Chalk stick fracture
Overview
- Definition: A catastrophic, usually 3-column fracture occurring in an ankylosed (fused) spine.
- Biomechanics: The "long lever arm" effect.
- The fused spine cannot dissipate energy via segmental motion.
- Force is concentrated at a single focal point, causing a shear or hyperextension injury.
- Etiology:
- Ankylosing Spondylitis (Most common due to concurrent osteoporosis).
- DISH (Frequent, usually trans-discal).
- Surgical fusion (long segment).
Clinical presentation
- Mechanism: Often trivial trauma (e.g., fall from standing/sitting).
- Neurology: High rate of neurological deficit (SCI) because the fracture is highly unstable.
- The "Fatal pause": Patients may present with only "back pain" and no neuro deficit initially. If missed, the spine shifts, shearing the cord later.
Imaging features
Plain radiograph (The "miss" zone)
- Sensitivity: Poor. The fracture line is often horizontal and obscures easily.
- Signs:
- Discontinuity in the "bamboo" or "candle wax" line.
- Widening of a disc space (Transdiscal fracture).
- Look specifically at the cervicothoracic junction (C7/T1) and thoracolumbar junction (T10-L2).
CT (Mandatory)
- Rule: Any patient with AS or DISH + back pain + history of trauma = CT whole spine.
- Findings:
- "Through-and-through" fracture line involving anterior and posterior elements.

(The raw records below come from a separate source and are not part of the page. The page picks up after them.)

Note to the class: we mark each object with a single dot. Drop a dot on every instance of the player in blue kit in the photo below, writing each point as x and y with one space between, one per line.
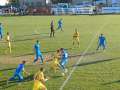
52 33
18 72
101 42
38 52
60 25
64 59
1 31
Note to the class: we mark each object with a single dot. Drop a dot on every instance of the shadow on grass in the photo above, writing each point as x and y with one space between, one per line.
118 81
7 84
7 69
87 54
98 61
50 51
29 39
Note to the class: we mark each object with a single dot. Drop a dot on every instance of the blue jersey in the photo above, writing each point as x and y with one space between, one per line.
102 40
20 68
60 22
37 49
64 55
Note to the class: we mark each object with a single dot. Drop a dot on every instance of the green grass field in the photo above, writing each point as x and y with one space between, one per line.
96 71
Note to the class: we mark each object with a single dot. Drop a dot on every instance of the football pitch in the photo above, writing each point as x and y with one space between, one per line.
95 70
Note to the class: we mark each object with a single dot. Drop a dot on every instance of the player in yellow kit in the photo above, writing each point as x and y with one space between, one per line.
39 80
9 42
55 61
76 36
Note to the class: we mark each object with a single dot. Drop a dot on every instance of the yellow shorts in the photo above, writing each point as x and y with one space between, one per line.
9 44
76 39
39 86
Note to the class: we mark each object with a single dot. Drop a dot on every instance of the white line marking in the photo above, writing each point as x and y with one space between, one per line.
73 69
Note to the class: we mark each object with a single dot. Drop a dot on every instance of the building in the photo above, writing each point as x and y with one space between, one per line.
34 3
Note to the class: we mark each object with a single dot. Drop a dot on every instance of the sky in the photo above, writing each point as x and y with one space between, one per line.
3 2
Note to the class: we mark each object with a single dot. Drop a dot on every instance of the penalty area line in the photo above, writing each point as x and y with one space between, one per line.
73 69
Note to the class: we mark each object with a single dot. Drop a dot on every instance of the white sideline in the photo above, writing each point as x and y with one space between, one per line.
73 69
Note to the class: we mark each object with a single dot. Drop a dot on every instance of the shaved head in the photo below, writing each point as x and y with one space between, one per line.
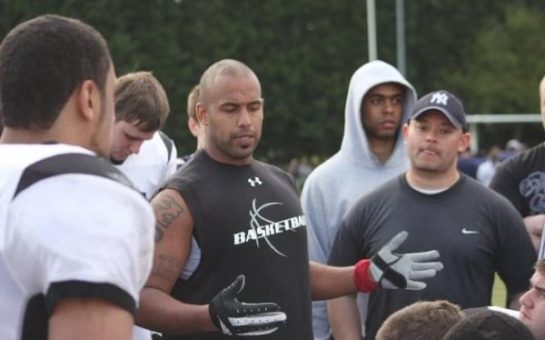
223 68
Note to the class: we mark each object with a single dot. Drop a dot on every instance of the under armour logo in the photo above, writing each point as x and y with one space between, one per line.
439 98
255 181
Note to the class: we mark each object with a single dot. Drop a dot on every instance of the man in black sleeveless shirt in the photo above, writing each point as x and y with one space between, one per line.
226 217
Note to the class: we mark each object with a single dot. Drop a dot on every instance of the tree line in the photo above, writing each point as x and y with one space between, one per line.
491 53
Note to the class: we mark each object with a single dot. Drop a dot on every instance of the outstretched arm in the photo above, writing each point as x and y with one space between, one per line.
387 269
87 319
158 310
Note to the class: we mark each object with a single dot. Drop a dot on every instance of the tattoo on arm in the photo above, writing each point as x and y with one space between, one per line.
166 211
165 268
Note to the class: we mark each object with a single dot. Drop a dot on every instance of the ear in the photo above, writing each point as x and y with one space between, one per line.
88 100
405 131
193 126
463 144
202 114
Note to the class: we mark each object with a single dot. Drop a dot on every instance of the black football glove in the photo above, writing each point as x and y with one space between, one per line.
393 270
233 317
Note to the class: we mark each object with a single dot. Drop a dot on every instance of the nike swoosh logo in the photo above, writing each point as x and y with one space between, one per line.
468 232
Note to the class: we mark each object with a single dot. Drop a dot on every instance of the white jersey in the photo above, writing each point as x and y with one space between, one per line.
69 228
155 162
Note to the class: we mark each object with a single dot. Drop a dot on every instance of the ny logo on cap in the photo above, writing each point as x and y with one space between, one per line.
439 98
255 181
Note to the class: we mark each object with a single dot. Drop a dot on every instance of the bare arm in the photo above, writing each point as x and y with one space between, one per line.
328 282
344 318
534 226
158 310
87 319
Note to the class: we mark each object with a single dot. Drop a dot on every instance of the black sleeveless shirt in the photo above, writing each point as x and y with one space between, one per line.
247 220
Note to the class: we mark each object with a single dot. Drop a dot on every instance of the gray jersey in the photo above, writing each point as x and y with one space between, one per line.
68 229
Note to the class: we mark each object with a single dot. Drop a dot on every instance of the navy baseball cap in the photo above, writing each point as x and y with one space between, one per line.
445 102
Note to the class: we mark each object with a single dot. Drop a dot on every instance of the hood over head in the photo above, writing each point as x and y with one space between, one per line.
354 143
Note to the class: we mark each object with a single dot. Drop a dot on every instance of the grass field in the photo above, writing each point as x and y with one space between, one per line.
498 293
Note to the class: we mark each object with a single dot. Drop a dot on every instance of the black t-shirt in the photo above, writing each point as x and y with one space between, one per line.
476 231
521 179
247 220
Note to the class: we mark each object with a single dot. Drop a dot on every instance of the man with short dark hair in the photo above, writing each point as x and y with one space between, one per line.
521 179
249 229
422 320
378 102
477 231
75 238
489 325
146 155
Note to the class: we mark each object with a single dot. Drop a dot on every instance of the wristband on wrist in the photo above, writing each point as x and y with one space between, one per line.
362 277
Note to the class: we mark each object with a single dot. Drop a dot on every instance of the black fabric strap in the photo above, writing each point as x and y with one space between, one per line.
75 163
35 319
169 144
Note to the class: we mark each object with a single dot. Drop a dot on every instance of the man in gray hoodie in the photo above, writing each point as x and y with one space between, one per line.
378 102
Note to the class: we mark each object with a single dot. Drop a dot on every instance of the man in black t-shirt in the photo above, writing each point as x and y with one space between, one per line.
225 216
521 179
477 232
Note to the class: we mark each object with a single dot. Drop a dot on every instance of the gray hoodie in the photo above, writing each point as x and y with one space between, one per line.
353 171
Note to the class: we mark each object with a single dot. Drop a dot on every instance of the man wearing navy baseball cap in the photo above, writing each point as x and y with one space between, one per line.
476 231
444 102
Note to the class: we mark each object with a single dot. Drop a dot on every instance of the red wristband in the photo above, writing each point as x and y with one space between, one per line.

- "Open book" appearance of the disc space.
MRI
- Role: Assess cord injury and soft tissue.
- Key Finding: Epidural Haematoma.
- The rigid spine does not tamponade bleeding well. Venous plexus bleeding can compress the cord rapidly even if the bone alignment looks okay.
Complications
- Spinal Cord Injury (SCI): severe and permanent.
- Epidural Haematoma: Requires urgent decompression.
- Pseudoarthrosis (Andersson lesion):
- If the fracture is missed or not fixed, the constant motion at that single mobile segment creates a "false joint".
- Leads to destructive endplate changes (mimics infection/discitis).
Management principles
- Stability: The spine is notoriously unstable (like two long sticks held together by a loose hinge).
- Treatment: Almost always surgical fixation (long-segment posterior instrumentation) to re-create the lever arm stability.
- Contraindication: Conservative management (collars/braces) is usually insufficient and dangerous (high rate of non-union and secondary cord injury).
High-yield exam pearls
The "Discitis" Mimic
In a patient with AS, if you see a single level of severe endplate destruction and sclerosis:
- Check for trauma history.
- It is likely an Andersson Lesion (chronic non-union of a fracture) rather than infection.
- Differentiation: Infection usually involves a soft tissue abscess; Andersson lesions do not.
The "Back Pain" Trap
Never send an AS/DISH patient home with just an X-ray after a fall.
- X-rays miss these fractures > 50% of the time.
- Low threshold for CT is the standard of care.